As noted on the previous page, the edge weights \(\bar W\) and node biases \(\vec b\) form a set of numerical parameters that can be tuned to alter the mapping of inputs to outputs in a neural network. In typical settings, this tuning is accomplished as part of a process of fitting the neural network model to data. One typically specifies a loss function (or, by another name, an objective function) that is minimized through the tuning of those parameters, when applied to a testing or validation set that is held out from the training procedure. In a regression problem, the loss function might be the mean-squared error between the data and the model predictions. In a classification problem, it might be a categorical cross entropy that indicates how well the model is predicting the class labels of data in the testing set.

Training and Backpropagation

A model is trained — that is, its parameters are estimated from data — by making iterative modifications to the parameter values that generally reduce the loss associated with the current set of parameter values. This is typical of many optimization algorithms in scientific computing, where one wishes to move "downhill" along the loss surface through changes to parameters. Gradient descent is a standard method for such a process, in which one computes gradients of the loss function with respect to model parameters in order to identify the appropriate direction in a high-dimensional parameter space to move. In deep learning, a modified algorithm — stochastic gradient descent (SGD) — is often used to avoid having the optimization process get stuck in local minima. A variety of different optimizers are available in deep learning software packages, each with different strengths and weaknesses for different types of problems. Algorithms can also differ on how often they update parameter values: often subsets of the data are processed in batches of some prescribed size, with parameter updates computed in the aggregate for each batch.

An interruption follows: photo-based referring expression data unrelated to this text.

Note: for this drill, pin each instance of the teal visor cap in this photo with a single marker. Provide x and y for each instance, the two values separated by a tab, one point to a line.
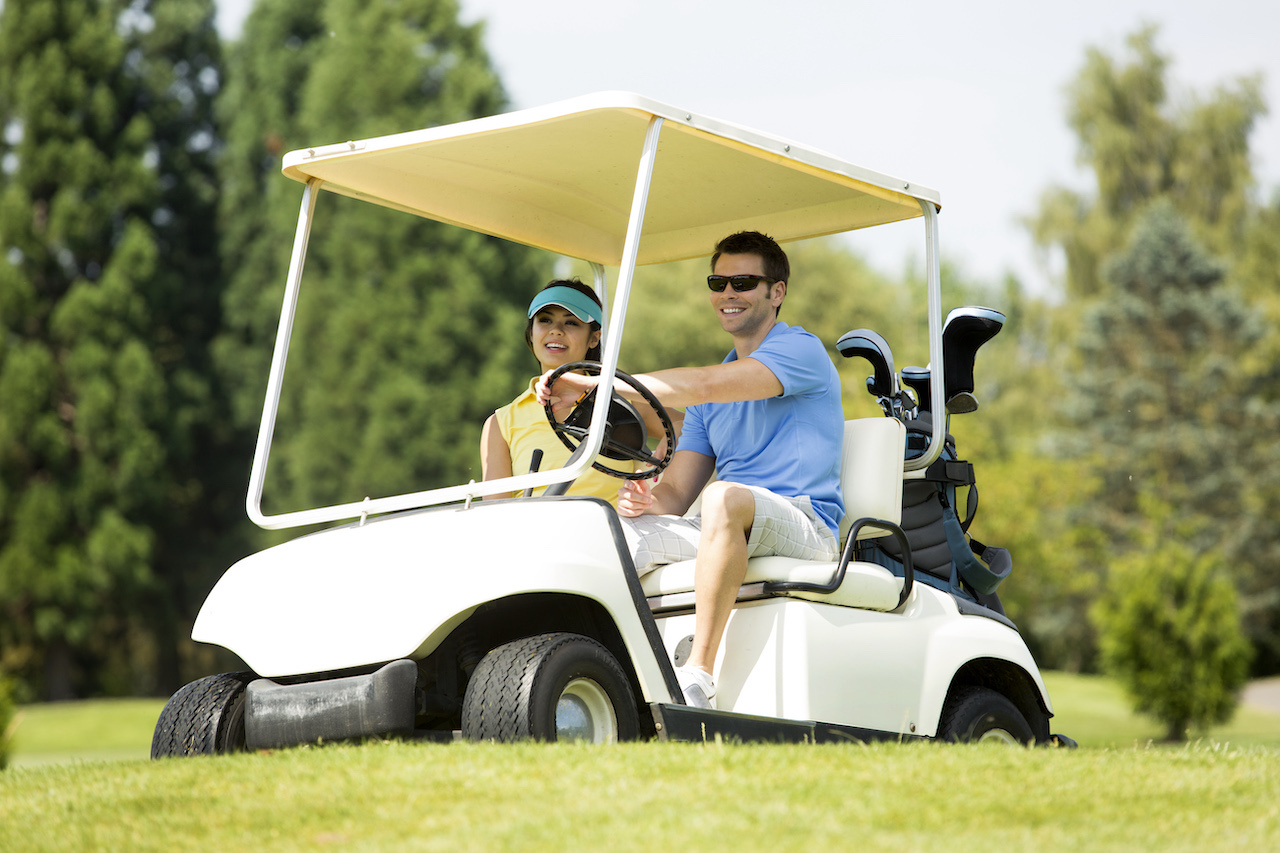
581	305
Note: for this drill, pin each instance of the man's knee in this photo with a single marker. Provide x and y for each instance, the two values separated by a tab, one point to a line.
728	503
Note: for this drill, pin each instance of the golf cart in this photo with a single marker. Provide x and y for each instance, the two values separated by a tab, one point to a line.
371	628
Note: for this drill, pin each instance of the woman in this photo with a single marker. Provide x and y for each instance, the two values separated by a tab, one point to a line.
563	327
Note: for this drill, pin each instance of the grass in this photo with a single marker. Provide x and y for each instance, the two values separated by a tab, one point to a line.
1116	793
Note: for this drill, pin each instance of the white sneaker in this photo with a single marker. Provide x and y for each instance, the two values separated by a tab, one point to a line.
698	687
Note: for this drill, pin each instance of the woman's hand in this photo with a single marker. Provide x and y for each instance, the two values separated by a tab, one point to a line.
635	498
568	391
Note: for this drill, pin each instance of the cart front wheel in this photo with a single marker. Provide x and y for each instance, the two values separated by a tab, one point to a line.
551	687
202	719
981	715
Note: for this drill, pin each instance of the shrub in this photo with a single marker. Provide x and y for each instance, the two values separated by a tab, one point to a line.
1170	632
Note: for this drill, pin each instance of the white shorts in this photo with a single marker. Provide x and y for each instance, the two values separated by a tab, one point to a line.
784	527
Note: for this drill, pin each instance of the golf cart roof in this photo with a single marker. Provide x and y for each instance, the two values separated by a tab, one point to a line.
613	179
563	177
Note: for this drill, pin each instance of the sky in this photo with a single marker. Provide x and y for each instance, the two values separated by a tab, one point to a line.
965	97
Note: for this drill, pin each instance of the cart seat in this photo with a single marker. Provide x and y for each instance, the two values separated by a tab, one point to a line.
872	486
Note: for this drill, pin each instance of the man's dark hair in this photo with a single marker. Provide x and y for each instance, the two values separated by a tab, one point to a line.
592	354
753	242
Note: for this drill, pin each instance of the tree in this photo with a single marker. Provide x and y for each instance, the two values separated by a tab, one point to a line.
1170	630
1146	352
408	332
1142	147
106	305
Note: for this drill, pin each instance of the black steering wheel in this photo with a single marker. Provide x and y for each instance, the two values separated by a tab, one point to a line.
625	433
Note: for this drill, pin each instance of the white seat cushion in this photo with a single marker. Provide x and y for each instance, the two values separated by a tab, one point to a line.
871	482
865	584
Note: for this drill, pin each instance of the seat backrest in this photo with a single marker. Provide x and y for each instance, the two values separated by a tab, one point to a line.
871	473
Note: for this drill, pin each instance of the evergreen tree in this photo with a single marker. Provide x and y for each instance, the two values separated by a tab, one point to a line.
1170	632
1141	146
108	302
1162	411
1128	350
408	332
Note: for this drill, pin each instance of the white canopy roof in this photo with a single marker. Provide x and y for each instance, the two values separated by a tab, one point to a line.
562	178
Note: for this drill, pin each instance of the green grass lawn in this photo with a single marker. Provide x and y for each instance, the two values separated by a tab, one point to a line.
81	780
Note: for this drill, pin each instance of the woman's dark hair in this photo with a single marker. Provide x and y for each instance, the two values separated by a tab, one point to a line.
593	354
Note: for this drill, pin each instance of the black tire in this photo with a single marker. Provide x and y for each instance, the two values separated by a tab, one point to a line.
981	715
205	717
549	687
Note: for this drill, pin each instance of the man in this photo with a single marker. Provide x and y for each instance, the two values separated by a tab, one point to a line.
767	422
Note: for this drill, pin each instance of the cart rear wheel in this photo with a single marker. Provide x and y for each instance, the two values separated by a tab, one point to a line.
551	687
204	719
981	715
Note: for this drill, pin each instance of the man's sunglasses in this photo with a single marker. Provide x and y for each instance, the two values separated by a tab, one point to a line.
741	283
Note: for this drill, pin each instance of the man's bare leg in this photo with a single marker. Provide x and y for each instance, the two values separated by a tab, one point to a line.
728	511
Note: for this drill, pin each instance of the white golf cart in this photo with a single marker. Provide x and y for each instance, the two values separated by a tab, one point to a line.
432	615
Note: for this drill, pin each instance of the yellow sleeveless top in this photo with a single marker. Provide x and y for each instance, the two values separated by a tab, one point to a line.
524	427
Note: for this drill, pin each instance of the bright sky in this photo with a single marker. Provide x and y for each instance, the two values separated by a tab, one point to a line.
965	97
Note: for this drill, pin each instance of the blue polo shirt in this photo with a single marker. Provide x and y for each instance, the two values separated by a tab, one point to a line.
789	445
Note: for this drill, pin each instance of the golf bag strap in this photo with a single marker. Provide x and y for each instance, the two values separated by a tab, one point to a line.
951	471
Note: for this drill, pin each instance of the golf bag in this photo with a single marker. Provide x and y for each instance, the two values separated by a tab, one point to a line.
936	527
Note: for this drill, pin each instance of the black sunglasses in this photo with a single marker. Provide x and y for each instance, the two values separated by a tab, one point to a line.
741	283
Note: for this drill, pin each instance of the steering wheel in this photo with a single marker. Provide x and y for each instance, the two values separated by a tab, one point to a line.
625	433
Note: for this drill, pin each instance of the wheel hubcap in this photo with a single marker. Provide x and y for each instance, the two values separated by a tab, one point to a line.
584	712
999	735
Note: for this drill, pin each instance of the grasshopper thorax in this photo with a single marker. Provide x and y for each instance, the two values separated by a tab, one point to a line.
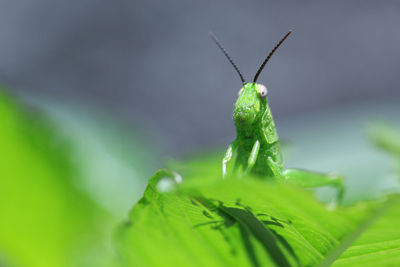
250	105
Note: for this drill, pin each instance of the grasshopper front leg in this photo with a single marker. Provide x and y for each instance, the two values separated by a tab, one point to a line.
228	156
309	179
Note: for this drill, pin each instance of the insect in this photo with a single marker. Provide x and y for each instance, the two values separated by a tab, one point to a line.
257	146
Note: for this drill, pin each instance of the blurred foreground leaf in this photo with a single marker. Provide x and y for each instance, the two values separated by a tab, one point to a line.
44	219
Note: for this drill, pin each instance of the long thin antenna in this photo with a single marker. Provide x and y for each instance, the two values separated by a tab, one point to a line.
227	55
269	56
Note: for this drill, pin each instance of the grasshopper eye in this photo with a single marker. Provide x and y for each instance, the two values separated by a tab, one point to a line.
262	90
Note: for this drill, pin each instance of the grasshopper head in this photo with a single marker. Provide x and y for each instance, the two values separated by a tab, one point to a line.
249	105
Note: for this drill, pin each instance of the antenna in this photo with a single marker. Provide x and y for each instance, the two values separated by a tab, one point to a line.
227	55
269	56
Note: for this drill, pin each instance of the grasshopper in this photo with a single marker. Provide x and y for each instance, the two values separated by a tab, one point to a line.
257	144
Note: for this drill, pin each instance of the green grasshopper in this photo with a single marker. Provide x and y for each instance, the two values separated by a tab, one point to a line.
257	144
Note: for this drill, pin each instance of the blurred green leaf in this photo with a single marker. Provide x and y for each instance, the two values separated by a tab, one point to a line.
45	219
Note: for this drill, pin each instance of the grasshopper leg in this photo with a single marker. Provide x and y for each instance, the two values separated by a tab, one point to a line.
253	156
309	179
228	156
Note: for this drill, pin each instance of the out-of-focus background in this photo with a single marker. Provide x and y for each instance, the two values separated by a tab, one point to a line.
132	83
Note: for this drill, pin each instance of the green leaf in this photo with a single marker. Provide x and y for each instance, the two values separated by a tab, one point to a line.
46	220
236	222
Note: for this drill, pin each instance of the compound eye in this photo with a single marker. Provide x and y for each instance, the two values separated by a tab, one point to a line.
262	90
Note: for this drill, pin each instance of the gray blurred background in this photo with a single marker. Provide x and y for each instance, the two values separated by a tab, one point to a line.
151	63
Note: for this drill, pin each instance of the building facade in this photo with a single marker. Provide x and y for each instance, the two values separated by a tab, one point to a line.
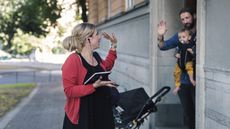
141	64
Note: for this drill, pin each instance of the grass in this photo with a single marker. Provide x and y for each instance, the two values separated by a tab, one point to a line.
11	94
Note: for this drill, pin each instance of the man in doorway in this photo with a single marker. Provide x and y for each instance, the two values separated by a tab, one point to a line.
186	92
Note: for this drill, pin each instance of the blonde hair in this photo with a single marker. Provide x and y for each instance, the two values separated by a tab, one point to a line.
78	37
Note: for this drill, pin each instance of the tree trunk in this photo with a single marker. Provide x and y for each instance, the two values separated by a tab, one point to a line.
84	10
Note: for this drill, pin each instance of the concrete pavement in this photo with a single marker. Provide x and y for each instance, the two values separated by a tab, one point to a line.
44	110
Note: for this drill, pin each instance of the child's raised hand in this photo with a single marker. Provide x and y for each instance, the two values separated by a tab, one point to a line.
177	55
176	90
190	50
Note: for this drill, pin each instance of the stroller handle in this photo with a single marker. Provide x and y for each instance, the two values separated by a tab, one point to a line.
160	93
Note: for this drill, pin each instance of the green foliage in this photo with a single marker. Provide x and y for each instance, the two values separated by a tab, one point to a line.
34	17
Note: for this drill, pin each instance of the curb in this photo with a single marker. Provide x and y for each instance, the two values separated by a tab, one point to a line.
10	115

In general, the computation of parametric gradients can be carried out through various means, but for neural networks, a particular approach called backpropagation is used. After a forward pass through the network to map inputs to outputs (given the current set of parameter values), a backwards pass can be carried out from the outputs to the inputs, accumulating the parametric derivatives along the way as an application of the chain rule from calculus. Once derivatives are so computed, an optimization algorithm can make changes to the parameter values, and the process begins again until a desired level of convergence is achieved or a total number of iterations is reached.

Automatic differentiation

Automatic differentiation is a powerful computational technique that enables not just a sequence of operations on data, but also the computation of gradients with respect to parameters resulting from those operations. This is accomplished by recording the sequence of operations applied to data, and by applying the chain rule consistent with that sequence of operations to compute parametric derivatives. Automatic differentiation is used to compute parametric derivatives during backpropagation, and this operation is supported within deep learning software. In TensorFlow (tf), for example, the tf.GradientTape API provides the key support for computation of gradients using automatic differentiation. In PyTorch, torch.autograd provides the key functionality of this sort.

Hyperparameters

Broadly speaking, in constructing and training a model, one specifies a network architecture, a loss function, an optimization algorithm, and a dataset to be learned from. During training, the parameters of the neural network are tuned using the procedure outlined above. In addition, however, there are typically hyperparameters that are not estimated during training but which are specified outside of the training process, either by the user as a design choice or by a separate algorithm that aims to compute optimal parameters. Examples of hyperparameters might include the prescribed batch size for optimizer updates, or the learning rate that indicates how big a step to take downhill once gradients are computed. Hyperparameters can be optimized through various means, mostly involving the use of cross-validation, where the model performance can be assessed for different values of the hyperparameters. Such an optimization represents a type of "outer loop" of a computation, since for each set of hyperparameter values, the "inner loop" of parameter training via backpropagation must be carried out. Given that the inner loop of training can itself be rather computationally expensive for large datasets, a full computation to optimize hyperparameters can require a large amount of computational resources, making it suitable for high-performance systems such as those supported at TACC.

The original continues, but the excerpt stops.